Mantas
Só o Bernardo ouviu o velho.
A Vera continuou abraçada ao Fausto como se tivesse adormecido por cima do corpo – ou mesmo morrido. E o velho também não se repetiu.
Olhou para ela e depois para o Bernardo encostado à porta.
“Temos aqui um problema” começou. “Quebraram as regras quando trouxeram o morto para nenhures. Devia ter ficado no outro lado, assim ia para o sítio certo.”
“O que estás a dizer?”
“Algum respeito aos mais velhos, rapaz. Não basta terem-no trazido para cá, como não sabem falar?”
O Bernardo calou-se e mordeu uma fúria que nascia dentro de si. O sobrolho ainda lhe ardia, mas naqueles segundos a dor tornou-se passageira.
O velho agachou-se sobre o relevo do casal e disse algo que apenas competia à Vera ouvir. Depois regressou ao Bernardo ainda no chão.
“Então o que vamos fazer convosco?” indagou para o ar.
“Não sabemos de regras. Nem sabemos onde estamos” o Bernardo arriscou.
“Não” concordou. “E a culpa é de ninguém. As regras não estão escritas por aí, mas são mais condutas de senso comum. Não levariam um corpo para a casa de alguém, pois não?”
“O nome dele é Fausto” ouviu-se de uma Vera fraca.
“Oh, eu sei, eu sei.” Sossegou-a. “Peço desculpa. Já não estou habituado a lidar com pessoas. Vou ajudar-vos com este problema, mas depois temos de falar.”
Caminhou para o fundo da gruta, onde o Bernardo reparou em algo caído no chão. Seguiu o velho com os olhos que foi até a uma secretária de madeira; abriu uma gaveta e tirou um molho de chaves unidas por uma argola. Tal como nos filmes, imaginou.
“E tu precisas de te limpar, rapaz” disse, projectando a voz desde a secretária.
O velho regressou ao grupo, mas foi à rapariga que falou melífluo: “Anda. Vamos tratar dele.”
Passou a mão pelo ombro da Vera e agora falou para ninguém: “Há anos que não sentia tanta tristeza... E amor. E fúria. É... bom sentir. Rapaz, dá-me uma mão aqui.” Voltou-se e foi de novo à secretária. Para lá da secretária havia uma cama modesta e mobiliário parco.
“Puxa.” Apontou para a cama com a mão livre.
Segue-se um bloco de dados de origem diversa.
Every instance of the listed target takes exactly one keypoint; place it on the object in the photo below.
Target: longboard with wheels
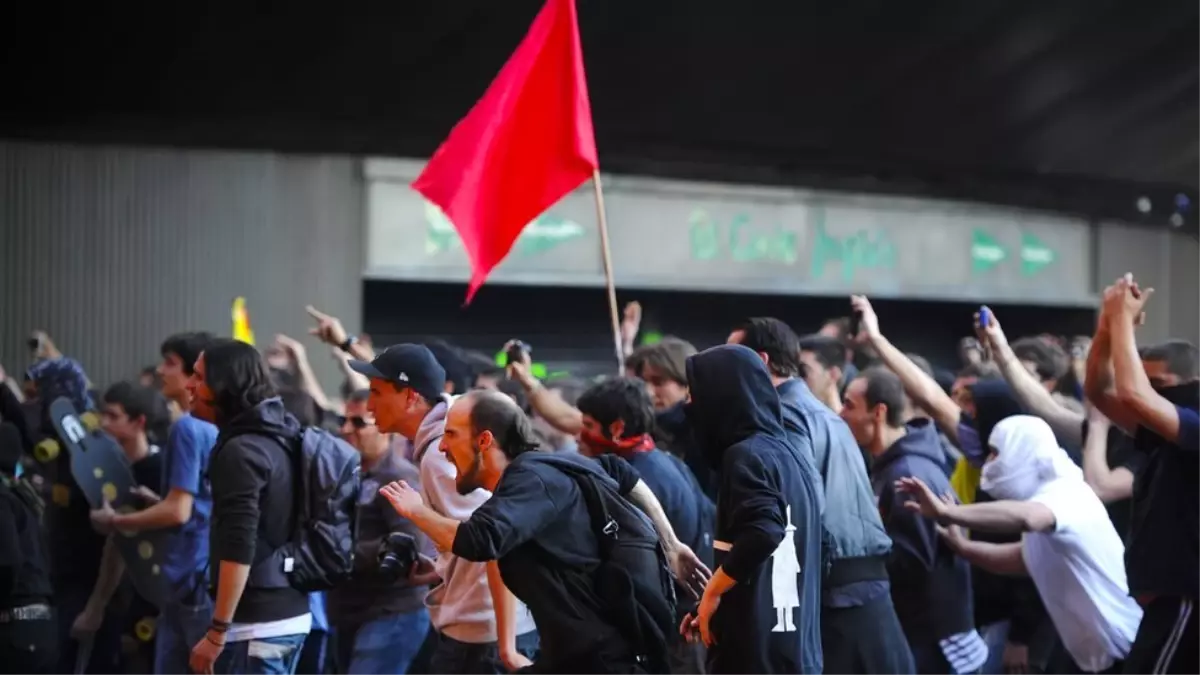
(102, 473)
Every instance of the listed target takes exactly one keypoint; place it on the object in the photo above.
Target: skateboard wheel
(60, 495)
(145, 628)
(47, 451)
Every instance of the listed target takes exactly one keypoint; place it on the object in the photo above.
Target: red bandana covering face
(623, 448)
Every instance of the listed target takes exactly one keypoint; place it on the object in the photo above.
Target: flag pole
(606, 255)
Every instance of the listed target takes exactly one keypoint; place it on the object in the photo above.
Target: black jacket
(253, 508)
(1163, 555)
(538, 526)
(930, 585)
(673, 434)
(24, 574)
(371, 595)
(768, 519)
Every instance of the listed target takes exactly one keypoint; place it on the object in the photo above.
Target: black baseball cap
(407, 365)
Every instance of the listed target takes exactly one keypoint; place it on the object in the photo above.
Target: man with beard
(407, 384)
(540, 529)
(1163, 554)
(379, 619)
(761, 613)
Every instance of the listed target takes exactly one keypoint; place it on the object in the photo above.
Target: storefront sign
(709, 237)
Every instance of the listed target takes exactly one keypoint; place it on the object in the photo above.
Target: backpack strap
(604, 525)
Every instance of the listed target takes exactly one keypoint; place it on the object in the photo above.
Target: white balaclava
(1027, 458)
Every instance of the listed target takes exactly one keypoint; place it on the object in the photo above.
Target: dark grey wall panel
(1163, 260)
(112, 249)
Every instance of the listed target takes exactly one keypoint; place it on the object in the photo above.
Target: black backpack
(634, 578)
(321, 553)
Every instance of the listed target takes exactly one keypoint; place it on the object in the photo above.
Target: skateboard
(102, 473)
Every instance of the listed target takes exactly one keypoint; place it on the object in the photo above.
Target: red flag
(522, 148)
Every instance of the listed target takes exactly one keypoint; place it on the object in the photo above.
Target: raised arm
(1067, 424)
(923, 389)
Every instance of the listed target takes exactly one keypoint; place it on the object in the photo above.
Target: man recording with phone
(379, 614)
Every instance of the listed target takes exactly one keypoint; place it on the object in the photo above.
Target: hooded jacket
(540, 530)
(1164, 535)
(253, 509)
(768, 535)
(851, 519)
(930, 585)
(673, 434)
(996, 597)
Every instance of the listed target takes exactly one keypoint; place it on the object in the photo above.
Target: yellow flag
(965, 481)
(241, 330)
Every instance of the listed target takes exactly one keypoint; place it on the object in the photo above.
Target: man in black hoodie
(259, 621)
(930, 585)
(761, 611)
(859, 631)
(1163, 555)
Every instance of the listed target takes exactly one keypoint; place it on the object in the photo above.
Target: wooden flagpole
(606, 255)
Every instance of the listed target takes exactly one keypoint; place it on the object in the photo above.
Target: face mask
(969, 442)
(1017, 485)
(625, 447)
(1187, 394)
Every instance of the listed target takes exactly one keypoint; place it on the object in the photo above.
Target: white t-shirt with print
(1079, 571)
As chaves chocalhavam na outra como sinos de domingo.
O Bernardo obedeceu e puxou do lençol da cama, enrolando-o nos braços.
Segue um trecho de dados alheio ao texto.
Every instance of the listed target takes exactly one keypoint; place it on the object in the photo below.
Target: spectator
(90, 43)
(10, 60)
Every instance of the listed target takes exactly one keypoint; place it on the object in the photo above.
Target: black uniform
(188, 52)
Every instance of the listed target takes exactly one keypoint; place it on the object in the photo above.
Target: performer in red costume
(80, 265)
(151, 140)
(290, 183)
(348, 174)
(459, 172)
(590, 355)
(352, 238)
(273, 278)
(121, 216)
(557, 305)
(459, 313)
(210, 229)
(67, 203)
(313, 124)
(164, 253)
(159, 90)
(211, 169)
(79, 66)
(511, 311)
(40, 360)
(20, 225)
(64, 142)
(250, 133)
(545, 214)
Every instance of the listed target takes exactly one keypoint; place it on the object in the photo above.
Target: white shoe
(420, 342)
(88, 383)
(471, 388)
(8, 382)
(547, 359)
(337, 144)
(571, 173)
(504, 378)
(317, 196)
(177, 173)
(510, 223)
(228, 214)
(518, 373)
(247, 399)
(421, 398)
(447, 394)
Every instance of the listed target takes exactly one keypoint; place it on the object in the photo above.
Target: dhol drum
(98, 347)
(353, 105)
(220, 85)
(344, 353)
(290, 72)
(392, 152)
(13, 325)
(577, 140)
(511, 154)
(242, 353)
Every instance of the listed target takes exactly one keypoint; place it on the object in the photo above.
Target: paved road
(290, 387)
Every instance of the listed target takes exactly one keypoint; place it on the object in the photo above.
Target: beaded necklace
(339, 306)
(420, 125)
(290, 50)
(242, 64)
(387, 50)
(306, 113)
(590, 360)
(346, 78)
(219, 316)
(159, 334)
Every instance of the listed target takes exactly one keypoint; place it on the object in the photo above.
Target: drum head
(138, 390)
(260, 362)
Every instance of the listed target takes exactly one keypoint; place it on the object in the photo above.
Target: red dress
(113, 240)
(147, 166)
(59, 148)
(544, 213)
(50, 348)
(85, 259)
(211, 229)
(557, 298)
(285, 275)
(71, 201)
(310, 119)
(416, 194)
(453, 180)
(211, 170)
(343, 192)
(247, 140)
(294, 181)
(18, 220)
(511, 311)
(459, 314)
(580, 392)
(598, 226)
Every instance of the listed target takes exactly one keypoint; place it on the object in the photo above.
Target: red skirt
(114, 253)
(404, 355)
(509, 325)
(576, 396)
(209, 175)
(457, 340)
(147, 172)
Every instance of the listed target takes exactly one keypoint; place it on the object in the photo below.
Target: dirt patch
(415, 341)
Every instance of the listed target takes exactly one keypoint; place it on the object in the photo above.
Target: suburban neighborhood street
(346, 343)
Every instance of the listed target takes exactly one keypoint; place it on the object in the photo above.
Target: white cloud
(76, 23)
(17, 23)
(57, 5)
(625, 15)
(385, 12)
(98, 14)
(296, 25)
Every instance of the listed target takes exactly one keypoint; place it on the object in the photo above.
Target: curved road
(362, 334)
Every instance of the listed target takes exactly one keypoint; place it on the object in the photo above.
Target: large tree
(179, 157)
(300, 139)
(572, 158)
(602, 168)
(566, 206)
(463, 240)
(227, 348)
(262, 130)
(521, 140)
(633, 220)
Os dois regressaram para o morto e o velho voltou a dirigir-se à Vera com serenidade na voz.
“Deixas-me tratar dele?” Agachou-se com a elasticidade que ignorava idades e afagou os cabelos espalhados do Fausto. Fechou-lhe os olhos e espero que a Vera cedesse. Demorou até se afastar e sentou-se uns passos atrás a olhar para o velho com o noivo – este mesmo morto ali.
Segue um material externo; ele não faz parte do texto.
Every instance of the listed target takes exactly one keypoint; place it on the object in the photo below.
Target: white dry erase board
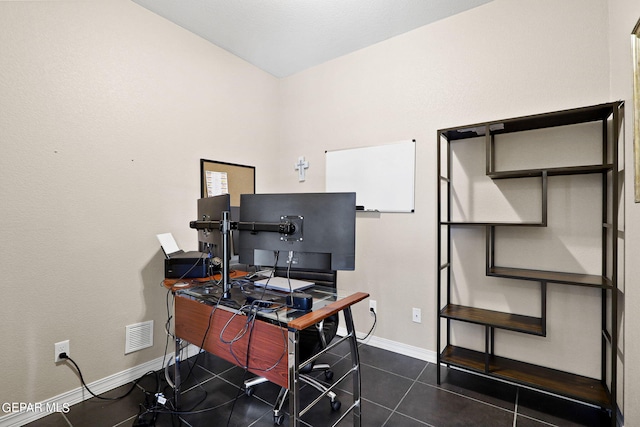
(383, 176)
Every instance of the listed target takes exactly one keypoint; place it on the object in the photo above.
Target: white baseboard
(77, 395)
(63, 402)
(396, 347)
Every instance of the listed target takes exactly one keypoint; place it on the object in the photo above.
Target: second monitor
(323, 236)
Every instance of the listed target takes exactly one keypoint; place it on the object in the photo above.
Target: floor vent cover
(138, 336)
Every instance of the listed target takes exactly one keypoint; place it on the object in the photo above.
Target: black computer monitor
(324, 235)
(210, 209)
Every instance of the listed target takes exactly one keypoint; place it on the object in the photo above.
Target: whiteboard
(383, 176)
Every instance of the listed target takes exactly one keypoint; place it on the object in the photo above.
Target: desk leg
(294, 377)
(176, 374)
(355, 362)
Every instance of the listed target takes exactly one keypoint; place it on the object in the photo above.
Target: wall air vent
(138, 336)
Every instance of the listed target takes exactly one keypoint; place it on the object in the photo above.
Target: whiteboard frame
(382, 176)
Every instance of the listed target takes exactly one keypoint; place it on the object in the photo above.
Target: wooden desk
(200, 322)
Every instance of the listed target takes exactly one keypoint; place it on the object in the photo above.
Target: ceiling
(283, 37)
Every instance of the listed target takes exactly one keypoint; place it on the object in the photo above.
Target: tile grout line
(395, 410)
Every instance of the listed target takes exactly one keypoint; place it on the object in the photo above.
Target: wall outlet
(417, 315)
(373, 306)
(60, 347)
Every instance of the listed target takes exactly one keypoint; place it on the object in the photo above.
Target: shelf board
(537, 121)
(497, 319)
(551, 276)
(569, 170)
(493, 224)
(574, 386)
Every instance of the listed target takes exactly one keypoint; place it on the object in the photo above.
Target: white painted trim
(103, 385)
(396, 347)
(69, 398)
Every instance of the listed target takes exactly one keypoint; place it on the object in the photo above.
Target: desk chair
(312, 340)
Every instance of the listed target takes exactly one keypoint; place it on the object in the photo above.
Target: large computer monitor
(323, 237)
(210, 209)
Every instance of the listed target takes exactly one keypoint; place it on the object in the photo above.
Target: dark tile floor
(397, 391)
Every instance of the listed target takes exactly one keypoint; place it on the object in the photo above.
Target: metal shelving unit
(598, 391)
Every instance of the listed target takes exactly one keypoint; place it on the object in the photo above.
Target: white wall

“Cobre-o.” E o Bernardo cobriu-o com o lençol. Entalou as pontas debaixo das pernas, braços, ombros e cabeça.
“Ele tocava muito bem” comentou com a Vera. As lágrimas haviam secado há muito, só se viam os carreiros secos e sujos da vista. Ela acenou.
O velho deixou-a e foi abrir a porta com as chaves na mão. Enfiou uma do molho no pequeno orifício e virou-a. A maçaneta cedeu, mas não abriu a porta: toda aquela dimensão fria de cristal azul cobriu-se de um manto fofo e branco. E arrefeceu ainda mais.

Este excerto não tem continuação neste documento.